Since not all risks can be eliminated completely, the best route to take is financial risk assessment and financial risk management. To help you get started, here are some things worth knowing on how to conduct financial risk assessment and financial risk management:
The Importance of Identifying Risks
Every kind of risk will have a specific impact in your finances. In order to make the preparations, you need to know the risks that you are dealing with. Doing so will help you measure how these specific risk will affect your business and what you need to do in order to address them. While there are many types of risks, they can easily be classified between internal risks and external risks.
Types of risks
While there are many types of risks, they can easily be classified between internal risks and external risks.

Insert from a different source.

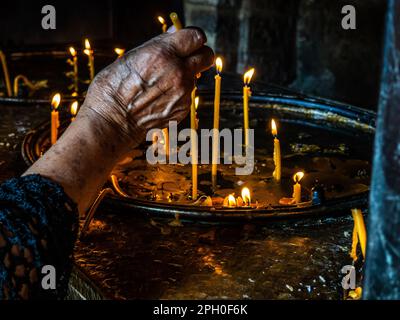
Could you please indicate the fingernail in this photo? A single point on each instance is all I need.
(201, 36)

- Internal risks - risks brought by factors within your business. Some of these include human risks (resignations or departure of employees), equipment and technology risks (old equipment, damage of equipment), and cash flow risks.

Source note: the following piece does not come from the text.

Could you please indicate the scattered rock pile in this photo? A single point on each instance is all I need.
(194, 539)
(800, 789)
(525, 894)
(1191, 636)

- External risks - risks caused by people, organizations, or events outside your company. Changes in government regulations, market fluctuations, and natural disasters all fall under this category.
Risk assessment or identification
While having risk assessment tools at your disposal is one of the best ways to go, starting out with a SWOT analysis can also help you identify present risks on your company. Exploring the strengths, weaknesses, opportunities, and threats that surround your company will help you discover unknown risks.

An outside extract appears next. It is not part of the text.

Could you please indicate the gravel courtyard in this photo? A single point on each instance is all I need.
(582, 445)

Cash flow projections, on the other hand, helps you give a glimpse of your current financial standing and the problems that may lie ahead.
Risk management are the plans, tools, and/or techniques that you are going to use to minimize the impact of risks in your business. If you still have no risk management plans in place, here are some examples that are worth looking at:
Business Continuity Plan
A business continuity plan (BCP) is a type of corporate risk management technique that typically address risks that involve your office location and equipment, or are usually activated in the event of calamities that prevent your employees from coming into the office. The BCP should present both short-term and long-term methods on how your business will continue to function should the risks mentioned previously arise.
Among the things that your BCP should include are the clear duties of your staff, their work locations and contact details under the BCP, contact information of your vendors and utilities, and an employee notification tree/path that shall be followed should the BCP be activated.
Market and Competitor Analysis
While customers and competitors can be volatile and hard to control, conducting market analysis and competitor analysis will give you a better view of your position in the market and the relevance of your products or services. This may not minimize the risk altogether as the market change, but gives you a better idea of what you should be doing.
Consulting with Experts
Another sure fire way to boost your financial risk management plans is to consult with finance and accounting experts. Their years of expertise backed by skills in data collection and analysis enables them to spot risks even in the smallest corners of your finances. Additionally, they provide you a new set of eyes from a different perspective that can reveal the blind spots of your initial financial risk analysis.
These are just some things that you need to know to better appreciate financial risk analysis and financial risk management. Remember that these should not be done thru intuition alone, but should be done systematically with the help of your data.